In situ observation of fast surface dynamics during the vapor-deposition of a stable organic glass.

By measuring the increments of dielectric capacitance (ΔC) and dissipation (Δtan δ) during physical vapor deposition of a 110 nm film of a molecular glass former, we provide direct evidence of the mobile surface layer that is made responsible for the extraordinary properties of vapor deposited glasses. Depositing at a rate of 0.1 nm s-1 onto a substrate at Tdep = 75 K = 0.82Tg, we observe a 2.5 nm thick surface layer with an average relaxation time of 0.1 s, while the glass growing underneath has a high kinetic stability. The level of Δtan δ continues to decrease for thousands of seconds after terminating the deposition process, indicating a slow aging-like increase in packing density near the surface. At very low deposition temperatures, 32 and 42 K, the surface layer thicknesses and mobilities are reduced, as are the kinetic stabilities.

Activation Entropy as a Key Factor Controlling the Memory Effect in Glasses.

As opposed to the common monotonic relaxation process of glasses, the Kovacs memory effect describes an isothermal annealing experiment, in which the enthalpy and volume of a preannealed glass first increases before finally decreasing toward equilibrium. This interesting behavior has been observed for many materials and is generally explained in terms of heterogeneous dynamics. In this Letter, the memory effect in a model Au-based metallic glass is studied using a high-precision high-rate calorimeter. The activation entropy (S^{*}) during isothermal annealing is determined according to the absolute reaction rate theory. We observe that the memory effect appears only when the second-annealing process has a large S^{*}. These results indicate that a large value of S^{*} is a key requirement for observation of the memory effect and this may provide a useful perspective for understanding the memory effect in both thermal and athermal systems.
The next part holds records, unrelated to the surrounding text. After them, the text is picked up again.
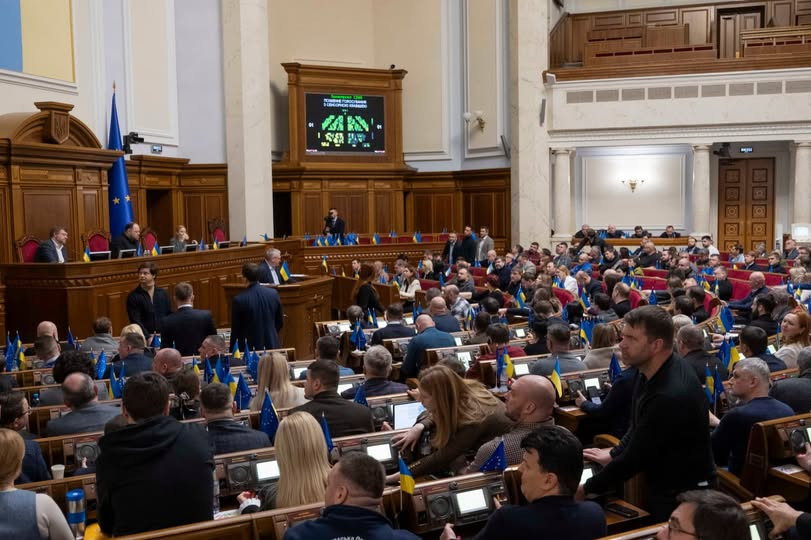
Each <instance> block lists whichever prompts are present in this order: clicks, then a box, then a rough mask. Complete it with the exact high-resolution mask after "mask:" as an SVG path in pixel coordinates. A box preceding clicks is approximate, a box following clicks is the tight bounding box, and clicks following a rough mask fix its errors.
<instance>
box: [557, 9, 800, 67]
mask: <svg viewBox="0 0 811 540" xmlns="http://www.w3.org/2000/svg"><path fill="white" fill-rule="evenodd" d="M744 8H753V9H756V8H762V9H763V13H764V15H765V16H764V18H763V24H764V25H769V26H794V25H798V24H811V0H763V1H759V2H725V3H720V2H719V3H712V4H710V3H707V4H703V5H701V4H699V5H691V6H673V7H663V8H660V7H657V8H650V9H633V10H622V11H604V12H597V13H577V14H568V15H566V16H564V17H563V18H561V19H560V20H559V21H558V24H557V25H556V26H555V28H554V29H553V30H552V32H551V33H550V36H549V43H550V49H549V51H550V52H549V54H550V58H549V60H550V67H552V68H555V67H562V66H564V65H565V64H570V63H582V62H584V61H585V45H586V43H587V41H588V40H589V33H590V32H593V31H599V30H618V29H622V28H631V27H640V26H641V27H648V26H670V25H686V26H688V43H687V44H688V45H700V44H705V43H713V44H717V31H718V27H717V21H718V14H719V12H723V11H724V10H727V9H744Z"/></svg>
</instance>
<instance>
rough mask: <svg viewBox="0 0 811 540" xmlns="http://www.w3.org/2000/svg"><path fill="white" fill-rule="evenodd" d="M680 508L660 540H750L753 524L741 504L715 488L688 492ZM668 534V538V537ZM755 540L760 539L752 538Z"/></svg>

Physical vapor deposition of a polyamorphic system: Triphenyl phosphite.

In situ AC nanocalorimetry and dielectric spectroscopy were used to analyze films of vapor-deposited triphenyl phosphite. The goal of this work was to investigate the properties of vapor-deposited glasses of this known polyamorphic system and to determine which liquid is formed when the glass is heated. We find that triphenyl phosphite forms a kinetically stable glass when prepared at substrate temperatures of 0.75-0.95Tg, where Tg is the glass transition temperature. Regardless of the substrate temperature utilized during deposition of triphenyl phosphite, heating a vapor-deposited glass always forms the ordinary supercooled liquid (liquid 1). The identity of liquid 1 was confirmed by both the calorimetric signal and the shape and position of the dielectric spectra. For the purposes of comparison, the glacial phase of triphenyl phosphite (liquid 2) was prepared by the conventional method of annealing liquid 1. We speculate that these new results and previous work on vapor deposition of other polyamorphic systems can be explained by the free surface structure being similar to one polyamorph even in a temperature regime where the other polyamorph is more thermodynamically stable in the bulk.